Les endroits les plus à risque de propagation du COVID-19 révélés

Les endroits les plus à risque de propagation du COVID-19 révélés

La plupart des cas de COVID-19 dans les grandes villes américaines proviennent de visites dans quelques types d’endroits seulement, suggère une nouvelle étude.

Les restaurants, les gymnases, les hôtels et les lieux de culte font partie des 10% des lieux qui semblent représenter 80% des infections, selon une étude publiée mardi dans la revue Nature.

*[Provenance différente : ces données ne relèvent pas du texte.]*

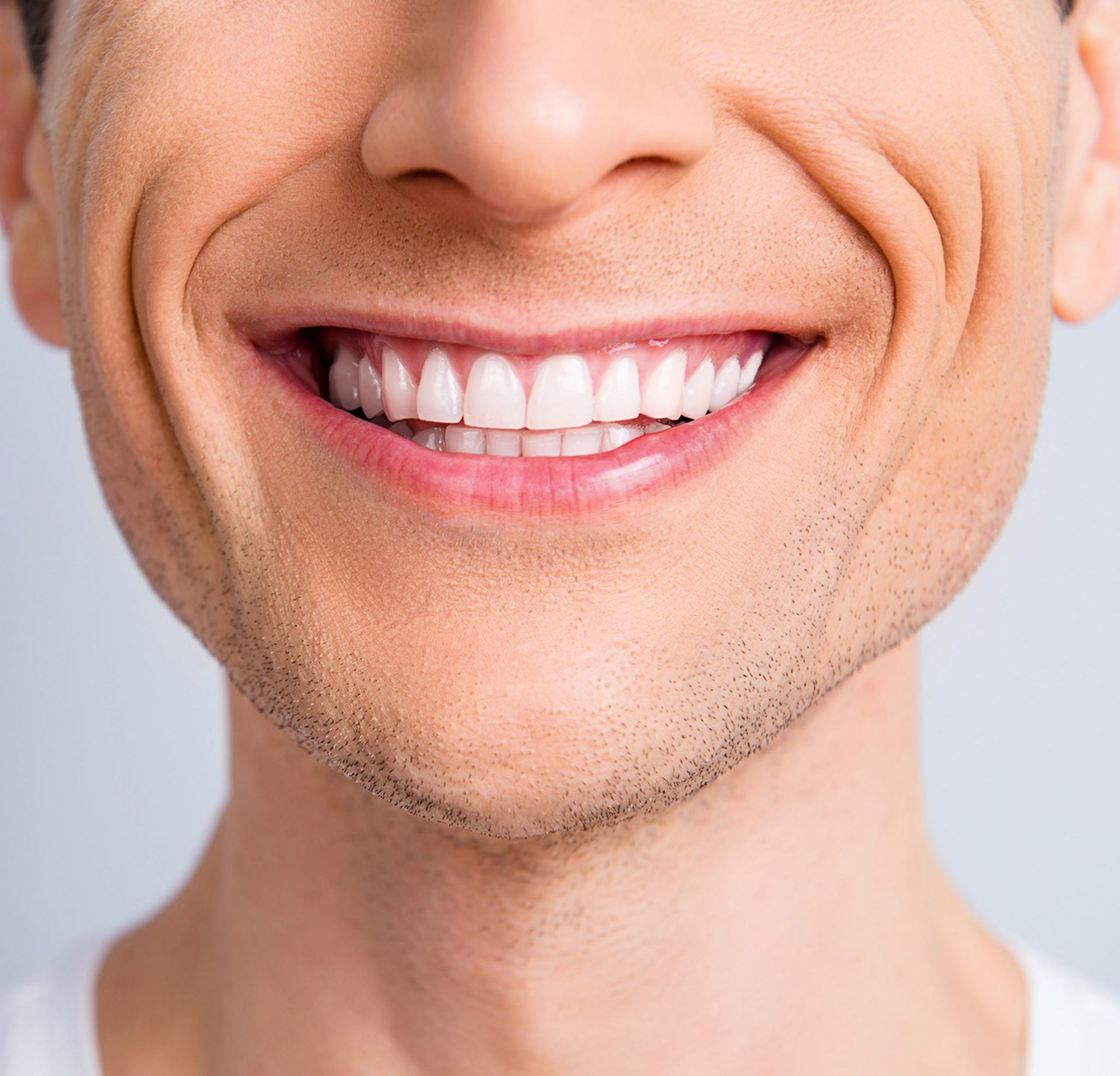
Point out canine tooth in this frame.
[416,347,463,422]
[681,359,716,418]
[521,429,562,456]
[709,359,739,411]
[381,347,419,421]
[443,426,486,456]
[525,355,595,429]
[642,347,689,419]
[560,426,603,456]
[600,422,642,452]
[463,353,525,429]
[737,347,766,396]
[412,426,443,452]
[486,429,521,456]
[357,358,385,418]
[327,347,359,411]
[595,355,642,422]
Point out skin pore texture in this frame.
[0,0,1120,1076]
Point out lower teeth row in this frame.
[373,416,671,456]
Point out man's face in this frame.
[10,0,1084,835]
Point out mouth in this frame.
[257,326,820,513]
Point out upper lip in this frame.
[236,306,824,355]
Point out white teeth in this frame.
[463,354,525,429]
[416,347,463,422]
[357,359,385,418]
[327,347,359,411]
[709,359,739,411]
[521,429,562,456]
[595,355,642,422]
[642,347,689,419]
[381,347,419,421]
[412,426,443,452]
[486,429,521,456]
[600,424,642,452]
[737,347,766,396]
[525,355,595,429]
[681,359,716,418]
[560,426,603,456]
[443,426,486,456]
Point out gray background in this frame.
[0,287,1120,991]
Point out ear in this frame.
[1054,0,1120,322]
[0,0,66,347]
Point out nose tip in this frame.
[362,0,715,223]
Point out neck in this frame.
[100,644,1024,1076]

«Ce sont des endroits qui sont plus petits, plus peuplés et les gens y vivent plus longtemps», a déclaré le co-auteur de l’étude et professeur à l’Université de Stanford, Jure Leskovec, lors d’un point de presse sur la recherche, a rapporté CNN.

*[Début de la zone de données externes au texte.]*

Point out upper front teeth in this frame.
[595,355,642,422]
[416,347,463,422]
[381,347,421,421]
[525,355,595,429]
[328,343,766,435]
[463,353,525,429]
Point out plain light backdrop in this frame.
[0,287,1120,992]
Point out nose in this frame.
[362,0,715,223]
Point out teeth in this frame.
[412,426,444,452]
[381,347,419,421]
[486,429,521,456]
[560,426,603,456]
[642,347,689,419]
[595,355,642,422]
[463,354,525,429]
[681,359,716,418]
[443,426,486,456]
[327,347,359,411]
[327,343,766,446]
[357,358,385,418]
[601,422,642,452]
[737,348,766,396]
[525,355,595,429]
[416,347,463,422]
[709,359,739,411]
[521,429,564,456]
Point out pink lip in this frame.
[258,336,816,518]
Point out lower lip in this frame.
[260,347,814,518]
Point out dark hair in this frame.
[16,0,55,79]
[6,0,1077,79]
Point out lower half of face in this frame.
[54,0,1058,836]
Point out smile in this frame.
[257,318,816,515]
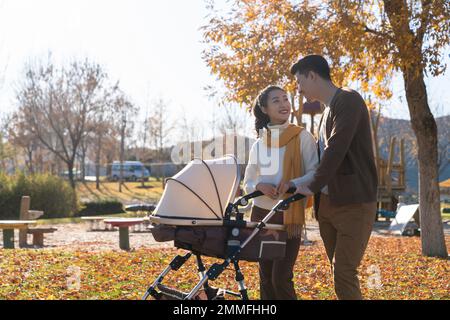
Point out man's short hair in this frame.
[291,54,331,81]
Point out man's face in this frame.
[295,72,316,102]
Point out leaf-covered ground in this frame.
[0,237,450,299]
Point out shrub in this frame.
[0,173,78,219]
[76,199,125,216]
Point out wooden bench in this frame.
[0,220,36,249]
[104,218,146,250]
[19,196,58,247]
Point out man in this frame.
[291,55,378,300]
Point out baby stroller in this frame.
[143,156,304,300]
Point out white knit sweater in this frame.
[244,120,319,209]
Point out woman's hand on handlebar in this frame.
[277,181,296,197]
[256,183,278,199]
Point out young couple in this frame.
[244,55,378,300]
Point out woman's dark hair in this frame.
[252,85,285,138]
[291,54,331,81]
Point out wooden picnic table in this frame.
[0,220,36,249]
[103,218,148,250]
[81,216,113,231]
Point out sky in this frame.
[0,0,450,144]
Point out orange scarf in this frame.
[265,123,312,239]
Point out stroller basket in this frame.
[143,156,304,300]
[152,225,287,262]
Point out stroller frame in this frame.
[142,188,305,300]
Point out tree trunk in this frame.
[95,135,102,190]
[403,67,448,258]
[81,147,86,182]
[67,162,75,190]
[119,120,126,192]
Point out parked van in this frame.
[109,161,150,181]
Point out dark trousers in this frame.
[319,193,377,300]
[251,206,300,300]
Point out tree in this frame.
[203,0,450,257]
[148,98,174,161]
[16,59,111,188]
[113,90,137,192]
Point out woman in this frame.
[244,86,318,300]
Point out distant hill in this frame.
[378,116,450,193]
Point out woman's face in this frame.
[261,89,291,124]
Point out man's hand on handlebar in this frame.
[256,183,278,199]
[277,180,296,198]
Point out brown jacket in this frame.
[308,88,378,212]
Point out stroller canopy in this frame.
[153,155,240,220]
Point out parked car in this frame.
[109,161,150,181]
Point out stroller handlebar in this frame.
[234,188,304,206]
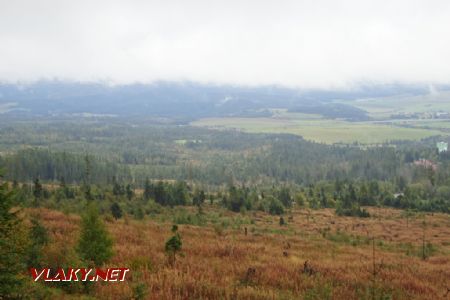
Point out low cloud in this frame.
[0,0,450,88]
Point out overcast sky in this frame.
[0,0,450,88]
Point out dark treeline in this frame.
[0,120,450,216]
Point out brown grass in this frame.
[28,208,450,299]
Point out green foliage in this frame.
[0,177,28,298]
[27,217,49,268]
[77,204,113,266]
[269,197,284,215]
[164,225,183,265]
[111,202,123,220]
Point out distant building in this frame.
[436,142,448,153]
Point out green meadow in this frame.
[192,113,445,144]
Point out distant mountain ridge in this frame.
[0,81,438,120]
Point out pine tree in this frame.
[111,202,123,220]
[27,218,49,268]
[0,172,28,299]
[77,204,113,266]
[164,225,183,266]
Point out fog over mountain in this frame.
[0,0,450,89]
[0,81,447,121]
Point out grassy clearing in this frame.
[192,117,442,144]
[343,91,450,119]
[28,205,450,299]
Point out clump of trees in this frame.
[164,225,183,266]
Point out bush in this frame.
[269,198,284,215]
[77,204,113,266]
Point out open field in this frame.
[342,91,450,119]
[192,115,443,144]
[26,206,450,299]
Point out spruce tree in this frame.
[0,174,28,299]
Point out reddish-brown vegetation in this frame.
[27,208,450,299]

Réduire la capacité des établissements à 20%, au lieu de les fermer complètement, pourrait réduire les transmissions de 80%, a déclaré le professeur.

«Notre travail montre qu’il n’est pas nécessaire que ce soit tout ou rien», a déclaré Leskovec.

L’étude, qui comprenait des chercheurs de l’Université Northwestern ainsi que de Stanford, a analysé les données de téléphones portables de 98 millions d’Américains dans 10 grandes villes, dont New York, Philadelphie, Washington, DC, Los Angeles, Chicago et Houston.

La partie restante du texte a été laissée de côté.